An aerialist on a high platform holds onto a trapeze attached to a support by an 8.0-m cord. (See the drawing.) Just before he jumps off the platform, the cord makes an angle of 41° with the vertical. He jumps, swings down, then back up, releasing the trapeze at the instant it is 0.75 m below its initial height.
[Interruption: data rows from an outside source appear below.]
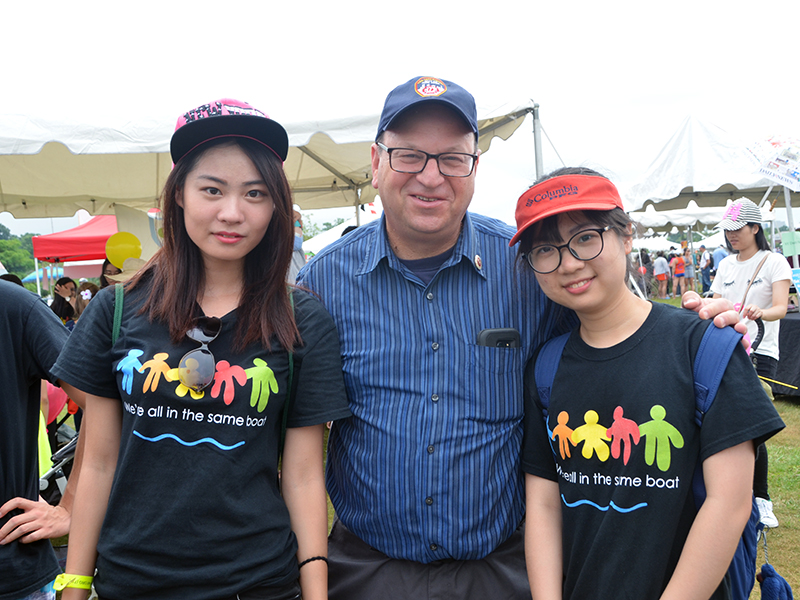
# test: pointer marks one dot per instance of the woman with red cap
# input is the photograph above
(180, 496)
(610, 461)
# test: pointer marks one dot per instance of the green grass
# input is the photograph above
(784, 488)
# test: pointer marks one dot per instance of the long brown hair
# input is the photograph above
(178, 274)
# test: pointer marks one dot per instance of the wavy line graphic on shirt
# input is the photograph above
(659, 437)
(263, 381)
(127, 365)
(172, 436)
(602, 508)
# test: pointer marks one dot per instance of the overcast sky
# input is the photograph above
(614, 80)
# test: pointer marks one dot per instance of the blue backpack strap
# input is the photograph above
(710, 363)
(546, 367)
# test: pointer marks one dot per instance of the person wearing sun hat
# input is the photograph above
(217, 362)
(757, 280)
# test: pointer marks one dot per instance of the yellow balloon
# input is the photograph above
(122, 245)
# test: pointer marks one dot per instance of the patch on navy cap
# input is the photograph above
(430, 86)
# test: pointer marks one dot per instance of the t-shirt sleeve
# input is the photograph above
(45, 336)
(319, 383)
(780, 268)
(86, 361)
(741, 410)
(537, 453)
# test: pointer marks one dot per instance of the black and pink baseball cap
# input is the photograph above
(226, 118)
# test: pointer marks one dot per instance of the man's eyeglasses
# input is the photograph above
(197, 367)
(451, 164)
(584, 245)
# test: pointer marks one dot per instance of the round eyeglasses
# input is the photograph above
(197, 367)
(451, 164)
(584, 245)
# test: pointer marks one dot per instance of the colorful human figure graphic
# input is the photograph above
(658, 435)
(158, 367)
(127, 365)
(227, 374)
(181, 390)
(593, 435)
(623, 433)
(564, 434)
(263, 381)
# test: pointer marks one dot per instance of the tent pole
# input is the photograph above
(787, 196)
(537, 141)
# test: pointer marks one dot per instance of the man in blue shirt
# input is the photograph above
(436, 324)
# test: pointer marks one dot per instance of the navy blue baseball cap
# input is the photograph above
(428, 89)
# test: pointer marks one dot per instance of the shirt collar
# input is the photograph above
(468, 246)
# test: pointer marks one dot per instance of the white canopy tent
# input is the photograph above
(53, 169)
(703, 163)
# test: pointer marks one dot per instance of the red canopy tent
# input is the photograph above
(84, 242)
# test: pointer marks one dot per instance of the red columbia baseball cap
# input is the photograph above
(564, 194)
(226, 118)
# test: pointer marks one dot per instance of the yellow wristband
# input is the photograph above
(65, 580)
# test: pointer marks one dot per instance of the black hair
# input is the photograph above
(761, 239)
(61, 307)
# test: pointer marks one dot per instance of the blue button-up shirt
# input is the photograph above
(428, 466)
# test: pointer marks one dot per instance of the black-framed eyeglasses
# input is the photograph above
(584, 245)
(197, 367)
(451, 164)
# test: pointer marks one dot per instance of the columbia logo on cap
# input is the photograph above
(567, 190)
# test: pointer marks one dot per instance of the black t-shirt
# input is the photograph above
(195, 510)
(31, 337)
(623, 445)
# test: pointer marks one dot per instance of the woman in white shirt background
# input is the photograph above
(757, 281)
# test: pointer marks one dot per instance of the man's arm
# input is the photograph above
(719, 309)
(38, 519)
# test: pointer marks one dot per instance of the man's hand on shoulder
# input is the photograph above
(718, 309)
(38, 521)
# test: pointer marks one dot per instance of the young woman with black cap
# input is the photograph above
(180, 496)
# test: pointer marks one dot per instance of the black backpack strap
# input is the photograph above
(545, 369)
(119, 293)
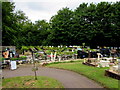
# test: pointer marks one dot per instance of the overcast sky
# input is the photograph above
(45, 9)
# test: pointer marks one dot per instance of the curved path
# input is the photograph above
(69, 79)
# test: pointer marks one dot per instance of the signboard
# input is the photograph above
(13, 65)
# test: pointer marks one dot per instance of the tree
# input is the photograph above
(61, 28)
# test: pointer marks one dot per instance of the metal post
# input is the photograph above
(34, 65)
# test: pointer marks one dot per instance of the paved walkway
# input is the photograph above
(69, 79)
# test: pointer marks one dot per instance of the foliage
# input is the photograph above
(93, 73)
(90, 24)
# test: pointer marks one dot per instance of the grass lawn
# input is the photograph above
(29, 82)
(94, 73)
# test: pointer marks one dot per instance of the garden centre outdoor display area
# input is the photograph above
(108, 58)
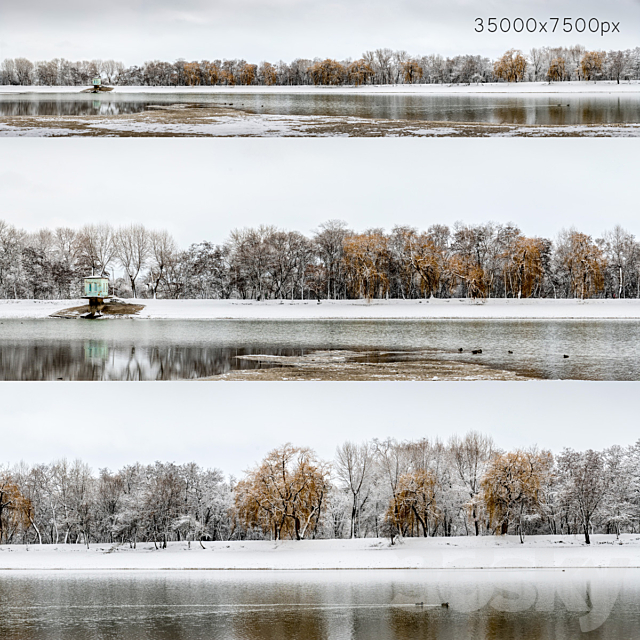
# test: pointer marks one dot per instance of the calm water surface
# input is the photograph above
(372, 605)
(496, 109)
(50, 349)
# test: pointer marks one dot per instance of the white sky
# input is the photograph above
(233, 425)
(202, 189)
(138, 30)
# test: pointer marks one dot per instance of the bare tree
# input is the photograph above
(354, 466)
(132, 247)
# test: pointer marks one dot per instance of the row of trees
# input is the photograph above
(420, 488)
(477, 261)
(382, 66)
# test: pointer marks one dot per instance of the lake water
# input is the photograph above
(368, 605)
(50, 349)
(495, 109)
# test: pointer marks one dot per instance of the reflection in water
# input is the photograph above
(50, 349)
(317, 605)
(495, 109)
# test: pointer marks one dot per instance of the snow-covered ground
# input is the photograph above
(429, 89)
(490, 552)
(327, 309)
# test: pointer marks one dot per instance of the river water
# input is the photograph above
(321, 605)
(51, 349)
(520, 109)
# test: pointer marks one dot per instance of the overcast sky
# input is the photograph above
(233, 425)
(202, 189)
(137, 30)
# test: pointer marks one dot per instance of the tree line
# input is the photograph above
(463, 261)
(379, 488)
(379, 67)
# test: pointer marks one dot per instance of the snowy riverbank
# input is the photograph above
(488, 552)
(349, 309)
(607, 86)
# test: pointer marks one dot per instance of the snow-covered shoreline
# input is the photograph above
(600, 87)
(458, 553)
(349, 309)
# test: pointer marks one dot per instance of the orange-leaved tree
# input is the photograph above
(285, 494)
(512, 487)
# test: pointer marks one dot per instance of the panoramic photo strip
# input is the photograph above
(295, 344)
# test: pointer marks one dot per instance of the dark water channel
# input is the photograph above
(50, 349)
(367, 605)
(520, 109)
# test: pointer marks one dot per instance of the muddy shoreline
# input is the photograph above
(344, 365)
(205, 121)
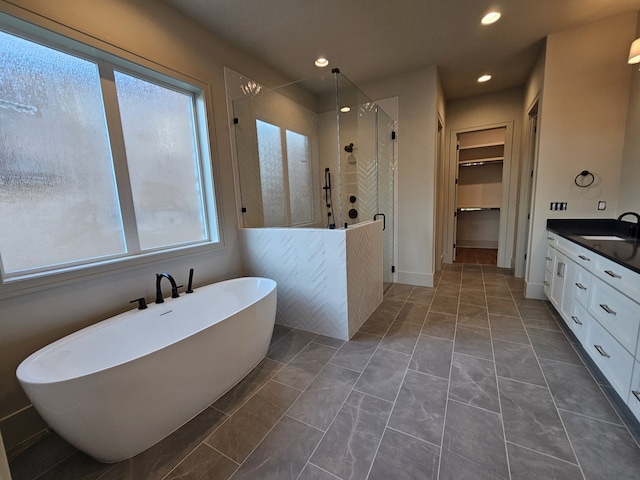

Calculate the angle θ that the trapeze cord makes with the vertical at this instant.
Imagine two triangles:
1) ΔABC : point A (where the cord is attached ), point B (where the aerialist holds the trapeze at initial position), point C (the intersection of the vertical line from A and horizontal line from B),
2) ΔADM: point M (where the aerialist holds the trapeze at its left position), point D (the intersection of the vertical line from A and horizontal line from M)
AC = AB•cosθₒ =L•cosθₒ,
AD =AM•cosθ = L•cosθ,
CD = d.
AD =AC +CD,
L•cosθ = L•cosθₒ +d.
cosθ =( L•cosθₒ +d)/L =
=(8•cos41º+0.75)/8 = 0.848.
arcos 0.848 = 32º.
arccos 0.848 = 32º.
To solve this problem, we can break it down into two parts: the initial position and the final position.
First, let's find the initial angle the trapeze cord makes with the vertical. We are given that the cord makes an angle of 41° with the vertical just before the aerialist jumps off the platform.
Next, let's find the final angle the cord makes with the vertical when the trapeze is 0.75 m below its initial height.
Using the information provided, we can draw a right triangle to represent these positions. Let's label the initial angle as θ1 and the final angle as θ2.
Now, we can use trigonometric ratios to solve for these angles.
In the initial position:
sin(θ1) = opposite / hypotenuse
sin(41°) = opposite / 8.0 m
opposite = 8.0 m * sin(41°)
opposite ≈ 5.28 m
In the final position:
sin(θ2) = opposite / hypotenuse
sin(θ2) = 0.75 m / 8.0 m
θ2 = arcsin(0.75 m / 8.0 m)
θ2 ≈ 5.84°
Therefore, the angle θ that the trapeze cord makes with the vertical at this instant is approximately 5.84°.
To calculate the angle θ that the trapeze cord makes with the vertical at the instant the trapeze is 0.75 m below its initial height, we can use trigonometry.
Let's break down the problem into two parts: the initial position and the final position of the trapeze.
1. Initial position:
Before the aerialist jumps off the platform, the cord makes an angle of 41° with the vertical. From this information, we can draw a right-angled triangle, with the cord being the hypotenuse, the vertical line as one side, and the horizontal line as the other side.
Using trigonometry, we can use the sine function to find the length of the vertical side.
sin(41°) = opposite/hypotenuse
sin(41°) = vertical length/8.0 m
Now solve for the vertical length:
vertical length = 8.0 m * sin(41°)
2. Final position:
When the trapeze is 0.75 m below its initial height, we need to find the angle θ that the trapeze cord makes with the vertical.
Once again, let's consider a right-angled triangle. One side will be the vertical line, the other side will be the horizontal distance (0.75 m), and the hypotenuse will be the cord length (8.0 m).
Using trigonometry, we can use the inverse sine function to find the angle θ.
sin^(-1)(opposite/hypotenuse) = θ
sin^(-1)(0.75 m/8.0 m) = θ
Now, calculate the value of θ.
By solving the equation, we find that θ is equal to sin^(-1)(0.09375) which is approximately 5.4°.
Therefore, the angle θ that the trapeze cord makes with the vertical at the instant it is 0.75 m below its initial height is approximately 5.4°.